The WTO chief economist Patrick Low stated the European economy’s poor performance would make Germany lose its largest exporter tag to China soon. He made such a remark while he was speaking at a two-day gathering of trade ministers from APEC economies in Singapore.
According to the global trade organization’s figures, German merchandise exports stood at about $1.465 trillion last year whereas China followed closely behind with a total of $1.428 trillion. It should be recalled the OECD in its first Economic Survey of China in 2005 forecasted that China would overtake the US and Germany to become the largest exporter in the world in 2010.
Pascal Lamy, Director-General of WTO at the same trade ministers' meeting admitted that though there was slide in global trade but it was found that the rate of decline was easing. He pointed out the WTO data showed that Asian countries were leading a recovery in the global trade. The organization had predicted earlier that global trade would plunge by 10 percent this year, the largest decline in six decades.
It should be noted trade analysts have predicted that China and India would become the parking lot of foreign investments as those economies would be the first to drive the recovery. The early recovery of these economies notably China’s, with its production capabilities is thus expected to push its exports significantly.

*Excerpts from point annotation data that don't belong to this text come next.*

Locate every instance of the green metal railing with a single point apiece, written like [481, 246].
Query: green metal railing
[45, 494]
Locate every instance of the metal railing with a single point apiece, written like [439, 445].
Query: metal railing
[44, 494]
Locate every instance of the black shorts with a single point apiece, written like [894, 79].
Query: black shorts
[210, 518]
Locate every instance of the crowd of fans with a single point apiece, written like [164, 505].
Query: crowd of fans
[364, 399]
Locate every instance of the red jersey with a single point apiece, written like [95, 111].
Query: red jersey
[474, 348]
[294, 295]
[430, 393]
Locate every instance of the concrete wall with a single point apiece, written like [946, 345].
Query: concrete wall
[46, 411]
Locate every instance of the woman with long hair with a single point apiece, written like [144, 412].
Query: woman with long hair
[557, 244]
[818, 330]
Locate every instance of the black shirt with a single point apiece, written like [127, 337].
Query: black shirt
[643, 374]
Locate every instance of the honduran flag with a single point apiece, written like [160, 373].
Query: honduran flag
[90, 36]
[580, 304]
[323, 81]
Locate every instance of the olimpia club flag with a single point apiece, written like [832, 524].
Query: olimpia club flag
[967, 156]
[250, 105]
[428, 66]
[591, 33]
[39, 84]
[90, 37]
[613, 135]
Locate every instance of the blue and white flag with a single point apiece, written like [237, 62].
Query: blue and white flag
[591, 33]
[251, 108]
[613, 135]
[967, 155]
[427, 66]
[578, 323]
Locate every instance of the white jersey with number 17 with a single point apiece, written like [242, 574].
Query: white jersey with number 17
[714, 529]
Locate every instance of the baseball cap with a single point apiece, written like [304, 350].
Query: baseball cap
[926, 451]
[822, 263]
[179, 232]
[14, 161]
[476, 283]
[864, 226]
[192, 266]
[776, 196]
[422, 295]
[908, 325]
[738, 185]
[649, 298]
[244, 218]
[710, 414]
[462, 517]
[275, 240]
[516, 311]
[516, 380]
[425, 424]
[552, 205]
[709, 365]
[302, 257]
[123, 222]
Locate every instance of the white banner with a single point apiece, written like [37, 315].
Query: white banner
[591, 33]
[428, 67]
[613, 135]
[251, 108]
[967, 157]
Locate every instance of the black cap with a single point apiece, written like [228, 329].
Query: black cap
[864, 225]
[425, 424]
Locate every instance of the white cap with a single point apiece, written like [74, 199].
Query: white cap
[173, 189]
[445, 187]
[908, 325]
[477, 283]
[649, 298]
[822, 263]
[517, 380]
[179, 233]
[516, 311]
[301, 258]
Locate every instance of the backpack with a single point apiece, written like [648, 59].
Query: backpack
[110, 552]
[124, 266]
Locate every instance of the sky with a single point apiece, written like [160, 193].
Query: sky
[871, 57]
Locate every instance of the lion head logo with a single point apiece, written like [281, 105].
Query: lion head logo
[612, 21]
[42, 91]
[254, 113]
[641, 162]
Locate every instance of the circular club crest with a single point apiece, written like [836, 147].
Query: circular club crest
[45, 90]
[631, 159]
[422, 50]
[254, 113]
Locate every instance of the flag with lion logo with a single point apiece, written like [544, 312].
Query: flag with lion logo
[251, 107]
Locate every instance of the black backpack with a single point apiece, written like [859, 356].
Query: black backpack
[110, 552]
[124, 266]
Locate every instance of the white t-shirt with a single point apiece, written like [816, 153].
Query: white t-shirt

The UNCTAD survey among 241 major MNCs suggested that rich countries in North America and Western Europe, which continue to attract the bulk of FDI, have been hardest hit by the fall in investment; developing economies especially in Asia are an increasingly attractive destination. The survey observed that China which bounced back in the second quarter with nearly 8 percent growth would be the topmost destination for FDIs, followed by the US and the remaining three BRIC countries (India, Brazil, and Russia).